# kona paddy wagon



## kellyjk (May 25, 2006)

Has anyone bought one of these and if so can you give me a review? I want this bike as a commuter for wet west coast weather


----------



## khill (Mar 4, 2004)

I have one. I've posted about it here a couple of times. If you do a search, the posts will probably show up.

I like it a lot. I use it for commuting primarily but it also gets ridden on longer weekend rides (sharing duty with my cyclocross bike). 

It's well-built and has a smooth ride. I'm running mine stock except for some kool-stop brake pads and 32mm panaracer urban max tires. I had SKS fenders on it for a while and they worked fine on rainy rides (although I had 28mm tires on it then).

I got it on ebay for very cheap (about 50% retail and barely ridden by first owner) and have been very happy with it.


----------



## RoyIII (Feb 24, 2007)

I just ordered one. Looked at one bigger than would fit me at Colonel's in Fort Worth and could not resist. It is exactly what I have been looking for. I'll post my impressions when I get it. The paint is cool, the teal color is beautiful. The classic lines just cry out for a Brooks saddle. It will be a couple of weeks. One question: how is the 42/16 gearing? Has anyone gone to a lower fixed gear?


----------



## single1x1 (Mar 26, 2005)

Saw a girl..
SS cross racer on a paddy wagon last winter, running a FW she was able to fit 30-32c ritchey speedmax cross tires, not a lot of clearance though, she was definatly running lower then 42/16 but with a FW. I personally like running a 39/16 when running my crosscheck on the road, but have thoughts of upping the cog to a 15t, for more potential speed. My approx. average speed on fairly flat ground is 18-21mph


----------



## thecrazyfinn (Apr 8, 2007)

I'm happily running 44/16 on my Steelwool (bought that over the identically priced Paddy Wagon, simply because of the more relaxed geometry).


----------



## khill (Mar 4, 2004)

RoyIII said:


> One question: how is the 42/16 gearing? Has anyone gone to a lower fixed gear?
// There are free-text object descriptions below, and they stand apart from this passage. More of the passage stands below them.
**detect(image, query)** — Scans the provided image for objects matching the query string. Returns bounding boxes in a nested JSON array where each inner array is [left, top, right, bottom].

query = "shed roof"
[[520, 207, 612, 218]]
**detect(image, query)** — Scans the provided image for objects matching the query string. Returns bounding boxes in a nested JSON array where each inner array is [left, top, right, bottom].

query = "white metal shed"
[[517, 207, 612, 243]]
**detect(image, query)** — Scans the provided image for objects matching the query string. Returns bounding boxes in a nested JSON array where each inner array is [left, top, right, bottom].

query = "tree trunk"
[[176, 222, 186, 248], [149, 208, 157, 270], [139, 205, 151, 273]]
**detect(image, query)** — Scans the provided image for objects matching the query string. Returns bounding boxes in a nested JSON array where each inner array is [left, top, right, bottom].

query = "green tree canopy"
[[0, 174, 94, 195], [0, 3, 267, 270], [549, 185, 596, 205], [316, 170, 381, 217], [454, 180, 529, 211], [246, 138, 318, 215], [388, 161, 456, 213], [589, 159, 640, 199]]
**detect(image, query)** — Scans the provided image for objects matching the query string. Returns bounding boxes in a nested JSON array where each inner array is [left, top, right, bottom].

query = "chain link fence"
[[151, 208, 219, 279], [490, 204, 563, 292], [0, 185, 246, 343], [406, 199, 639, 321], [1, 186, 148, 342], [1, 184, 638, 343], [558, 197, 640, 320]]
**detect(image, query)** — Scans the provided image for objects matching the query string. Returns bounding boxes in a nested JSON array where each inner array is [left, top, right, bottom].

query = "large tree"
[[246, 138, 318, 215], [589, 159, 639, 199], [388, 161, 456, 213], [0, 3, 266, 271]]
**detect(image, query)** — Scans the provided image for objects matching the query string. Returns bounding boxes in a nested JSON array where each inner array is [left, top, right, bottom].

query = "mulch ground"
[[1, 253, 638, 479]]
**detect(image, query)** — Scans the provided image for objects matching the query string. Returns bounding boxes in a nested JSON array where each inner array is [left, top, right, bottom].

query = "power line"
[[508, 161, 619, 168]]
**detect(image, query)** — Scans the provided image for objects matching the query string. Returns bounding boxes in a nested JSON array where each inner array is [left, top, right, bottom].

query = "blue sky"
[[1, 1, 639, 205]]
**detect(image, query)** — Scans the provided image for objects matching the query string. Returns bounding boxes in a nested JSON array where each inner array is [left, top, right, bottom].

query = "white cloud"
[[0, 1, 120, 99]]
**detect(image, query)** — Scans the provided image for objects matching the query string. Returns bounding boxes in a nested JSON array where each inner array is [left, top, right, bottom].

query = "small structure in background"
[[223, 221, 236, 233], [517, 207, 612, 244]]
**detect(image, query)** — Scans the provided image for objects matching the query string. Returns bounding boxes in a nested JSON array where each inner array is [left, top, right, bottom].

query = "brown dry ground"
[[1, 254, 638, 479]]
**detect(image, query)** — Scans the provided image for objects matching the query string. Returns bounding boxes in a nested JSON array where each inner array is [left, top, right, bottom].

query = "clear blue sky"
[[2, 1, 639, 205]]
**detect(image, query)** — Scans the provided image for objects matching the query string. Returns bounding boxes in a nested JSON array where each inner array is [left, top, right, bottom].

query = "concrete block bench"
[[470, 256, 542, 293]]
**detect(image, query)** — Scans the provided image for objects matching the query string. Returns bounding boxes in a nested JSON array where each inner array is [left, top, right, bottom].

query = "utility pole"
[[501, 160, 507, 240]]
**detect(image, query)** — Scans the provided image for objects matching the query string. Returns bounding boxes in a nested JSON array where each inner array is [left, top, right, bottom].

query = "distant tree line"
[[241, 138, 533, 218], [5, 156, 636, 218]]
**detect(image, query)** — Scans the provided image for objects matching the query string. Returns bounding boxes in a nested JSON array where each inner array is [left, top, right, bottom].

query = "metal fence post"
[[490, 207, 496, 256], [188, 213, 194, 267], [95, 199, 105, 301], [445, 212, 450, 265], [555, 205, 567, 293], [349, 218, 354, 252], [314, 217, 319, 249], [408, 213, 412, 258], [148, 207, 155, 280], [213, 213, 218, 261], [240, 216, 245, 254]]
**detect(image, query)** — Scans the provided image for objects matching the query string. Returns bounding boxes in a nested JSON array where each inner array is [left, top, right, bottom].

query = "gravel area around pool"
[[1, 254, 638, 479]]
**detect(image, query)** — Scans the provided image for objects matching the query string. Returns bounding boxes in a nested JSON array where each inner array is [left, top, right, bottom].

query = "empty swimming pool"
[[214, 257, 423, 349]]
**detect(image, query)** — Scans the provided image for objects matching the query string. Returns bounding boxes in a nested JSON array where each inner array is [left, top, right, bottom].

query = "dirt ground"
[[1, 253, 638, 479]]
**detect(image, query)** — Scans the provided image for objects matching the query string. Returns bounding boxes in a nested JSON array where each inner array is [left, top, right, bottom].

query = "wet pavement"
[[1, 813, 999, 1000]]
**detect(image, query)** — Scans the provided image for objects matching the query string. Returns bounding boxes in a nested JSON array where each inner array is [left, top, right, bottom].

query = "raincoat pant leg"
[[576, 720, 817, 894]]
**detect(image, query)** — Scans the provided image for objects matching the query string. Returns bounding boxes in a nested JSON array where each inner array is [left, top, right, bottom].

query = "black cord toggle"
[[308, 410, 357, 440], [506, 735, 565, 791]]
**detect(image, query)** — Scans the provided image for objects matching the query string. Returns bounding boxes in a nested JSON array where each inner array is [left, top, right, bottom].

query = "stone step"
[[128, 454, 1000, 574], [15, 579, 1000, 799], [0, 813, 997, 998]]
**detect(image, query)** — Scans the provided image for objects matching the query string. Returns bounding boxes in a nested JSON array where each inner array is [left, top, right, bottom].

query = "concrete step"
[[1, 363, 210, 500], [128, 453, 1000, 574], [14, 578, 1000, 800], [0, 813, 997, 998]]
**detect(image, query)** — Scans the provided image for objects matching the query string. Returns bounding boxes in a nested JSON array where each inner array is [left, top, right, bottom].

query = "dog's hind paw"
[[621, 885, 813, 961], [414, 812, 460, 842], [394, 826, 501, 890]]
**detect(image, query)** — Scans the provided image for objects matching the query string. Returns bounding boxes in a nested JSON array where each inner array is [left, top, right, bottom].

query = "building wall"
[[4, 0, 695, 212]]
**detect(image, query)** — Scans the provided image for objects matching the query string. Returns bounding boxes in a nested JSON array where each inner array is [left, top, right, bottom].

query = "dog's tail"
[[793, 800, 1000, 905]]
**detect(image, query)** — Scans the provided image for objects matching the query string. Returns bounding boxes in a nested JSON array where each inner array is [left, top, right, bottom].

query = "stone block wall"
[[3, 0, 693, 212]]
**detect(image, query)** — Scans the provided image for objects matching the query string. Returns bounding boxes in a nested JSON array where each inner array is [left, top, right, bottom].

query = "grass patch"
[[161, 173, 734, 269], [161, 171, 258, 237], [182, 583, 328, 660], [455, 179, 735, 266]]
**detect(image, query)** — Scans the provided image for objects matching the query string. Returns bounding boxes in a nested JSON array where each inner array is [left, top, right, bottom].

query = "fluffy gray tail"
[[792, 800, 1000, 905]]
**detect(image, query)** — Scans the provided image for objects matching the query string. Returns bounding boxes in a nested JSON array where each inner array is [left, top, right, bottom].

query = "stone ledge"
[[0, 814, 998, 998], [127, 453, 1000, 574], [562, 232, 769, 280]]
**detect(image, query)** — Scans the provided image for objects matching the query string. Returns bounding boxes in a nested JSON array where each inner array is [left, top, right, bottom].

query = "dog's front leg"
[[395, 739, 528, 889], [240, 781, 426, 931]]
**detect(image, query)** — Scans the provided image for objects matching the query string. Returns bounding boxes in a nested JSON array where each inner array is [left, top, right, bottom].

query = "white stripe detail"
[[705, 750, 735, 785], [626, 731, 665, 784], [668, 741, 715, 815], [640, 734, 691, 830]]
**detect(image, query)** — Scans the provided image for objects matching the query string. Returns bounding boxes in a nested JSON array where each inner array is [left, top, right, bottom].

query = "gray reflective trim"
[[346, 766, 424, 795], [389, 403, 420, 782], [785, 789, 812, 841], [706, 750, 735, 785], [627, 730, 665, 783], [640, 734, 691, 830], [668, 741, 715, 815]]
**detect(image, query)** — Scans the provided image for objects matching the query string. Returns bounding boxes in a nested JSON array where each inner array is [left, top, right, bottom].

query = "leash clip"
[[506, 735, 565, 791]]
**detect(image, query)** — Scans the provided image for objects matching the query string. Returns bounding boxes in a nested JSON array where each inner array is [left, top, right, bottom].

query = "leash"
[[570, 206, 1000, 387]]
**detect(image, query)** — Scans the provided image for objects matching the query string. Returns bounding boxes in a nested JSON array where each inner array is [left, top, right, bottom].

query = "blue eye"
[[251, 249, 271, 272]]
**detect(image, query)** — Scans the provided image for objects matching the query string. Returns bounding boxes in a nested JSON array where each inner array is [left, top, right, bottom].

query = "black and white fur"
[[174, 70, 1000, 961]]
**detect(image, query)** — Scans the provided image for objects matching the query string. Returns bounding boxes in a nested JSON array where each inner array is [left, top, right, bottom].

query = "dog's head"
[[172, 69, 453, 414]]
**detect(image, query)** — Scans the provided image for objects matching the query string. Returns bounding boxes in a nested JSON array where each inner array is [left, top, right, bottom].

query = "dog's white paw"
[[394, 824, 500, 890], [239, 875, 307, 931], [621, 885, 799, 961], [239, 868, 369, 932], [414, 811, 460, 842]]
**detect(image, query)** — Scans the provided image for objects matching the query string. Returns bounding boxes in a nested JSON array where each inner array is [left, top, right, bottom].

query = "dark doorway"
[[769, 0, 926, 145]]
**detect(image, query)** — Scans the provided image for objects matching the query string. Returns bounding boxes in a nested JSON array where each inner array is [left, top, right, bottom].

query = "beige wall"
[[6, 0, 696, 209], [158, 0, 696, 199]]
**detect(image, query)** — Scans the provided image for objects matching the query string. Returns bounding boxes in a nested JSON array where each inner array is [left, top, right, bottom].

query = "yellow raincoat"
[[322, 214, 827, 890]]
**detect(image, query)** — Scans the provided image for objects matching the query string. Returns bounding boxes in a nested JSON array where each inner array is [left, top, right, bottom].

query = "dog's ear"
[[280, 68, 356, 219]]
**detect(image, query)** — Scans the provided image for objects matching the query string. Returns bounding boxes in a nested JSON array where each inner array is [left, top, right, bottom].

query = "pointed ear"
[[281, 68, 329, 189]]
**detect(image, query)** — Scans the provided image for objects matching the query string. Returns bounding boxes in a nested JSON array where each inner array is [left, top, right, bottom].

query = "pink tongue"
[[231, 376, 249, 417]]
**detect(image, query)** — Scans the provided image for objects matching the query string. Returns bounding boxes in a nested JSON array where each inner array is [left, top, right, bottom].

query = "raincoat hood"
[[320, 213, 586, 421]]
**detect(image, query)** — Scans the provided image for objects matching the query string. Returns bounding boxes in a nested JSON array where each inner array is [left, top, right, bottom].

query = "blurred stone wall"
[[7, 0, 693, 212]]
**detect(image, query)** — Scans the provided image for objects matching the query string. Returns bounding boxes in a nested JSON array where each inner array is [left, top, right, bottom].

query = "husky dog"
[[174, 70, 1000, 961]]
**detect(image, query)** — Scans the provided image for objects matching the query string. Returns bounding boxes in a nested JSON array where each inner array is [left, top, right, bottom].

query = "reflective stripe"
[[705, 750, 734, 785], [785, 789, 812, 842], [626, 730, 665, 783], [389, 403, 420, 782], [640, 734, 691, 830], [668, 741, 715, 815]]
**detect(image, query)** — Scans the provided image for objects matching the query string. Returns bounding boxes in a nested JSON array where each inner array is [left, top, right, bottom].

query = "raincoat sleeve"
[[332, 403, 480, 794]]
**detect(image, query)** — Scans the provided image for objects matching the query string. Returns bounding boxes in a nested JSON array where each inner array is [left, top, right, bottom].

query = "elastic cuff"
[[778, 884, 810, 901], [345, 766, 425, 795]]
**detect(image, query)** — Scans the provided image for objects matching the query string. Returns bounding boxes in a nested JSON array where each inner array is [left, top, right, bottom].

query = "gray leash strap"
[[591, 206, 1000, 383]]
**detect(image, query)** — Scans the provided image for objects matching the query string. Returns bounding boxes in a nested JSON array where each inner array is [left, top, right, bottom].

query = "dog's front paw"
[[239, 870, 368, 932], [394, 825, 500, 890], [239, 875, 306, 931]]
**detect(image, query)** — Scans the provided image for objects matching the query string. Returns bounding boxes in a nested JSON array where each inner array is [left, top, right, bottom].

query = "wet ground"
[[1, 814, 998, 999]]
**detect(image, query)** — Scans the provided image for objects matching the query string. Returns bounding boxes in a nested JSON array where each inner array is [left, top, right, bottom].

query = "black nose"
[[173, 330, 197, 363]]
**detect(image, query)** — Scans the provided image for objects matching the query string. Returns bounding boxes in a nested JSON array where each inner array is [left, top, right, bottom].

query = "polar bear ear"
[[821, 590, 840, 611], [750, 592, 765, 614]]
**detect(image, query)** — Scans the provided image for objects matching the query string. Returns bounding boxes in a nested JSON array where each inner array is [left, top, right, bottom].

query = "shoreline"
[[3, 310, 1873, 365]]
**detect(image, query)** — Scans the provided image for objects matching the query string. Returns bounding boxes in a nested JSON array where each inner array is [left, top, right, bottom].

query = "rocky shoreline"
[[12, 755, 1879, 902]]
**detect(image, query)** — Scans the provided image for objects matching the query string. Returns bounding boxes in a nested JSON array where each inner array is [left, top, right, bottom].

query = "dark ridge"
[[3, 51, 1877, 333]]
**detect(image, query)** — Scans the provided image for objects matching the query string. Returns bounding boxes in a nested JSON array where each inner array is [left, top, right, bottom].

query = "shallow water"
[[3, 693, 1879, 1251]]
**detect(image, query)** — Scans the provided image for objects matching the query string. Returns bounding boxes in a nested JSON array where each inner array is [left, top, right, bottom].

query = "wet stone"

I think the gearing is perfect for my local terrain. I live in an area of rolling hills with some longer climbs (river valleys and the last remnants of the Appalachian foothills) and the gearing is just right - not so low that I can't go downhill fast and not so high that I have to walk hills. 

I ride fixed 100% of the time so I can't comment on the stock freewheel gearing.

I think the gearing really depends on your terrain and fitness level.


----------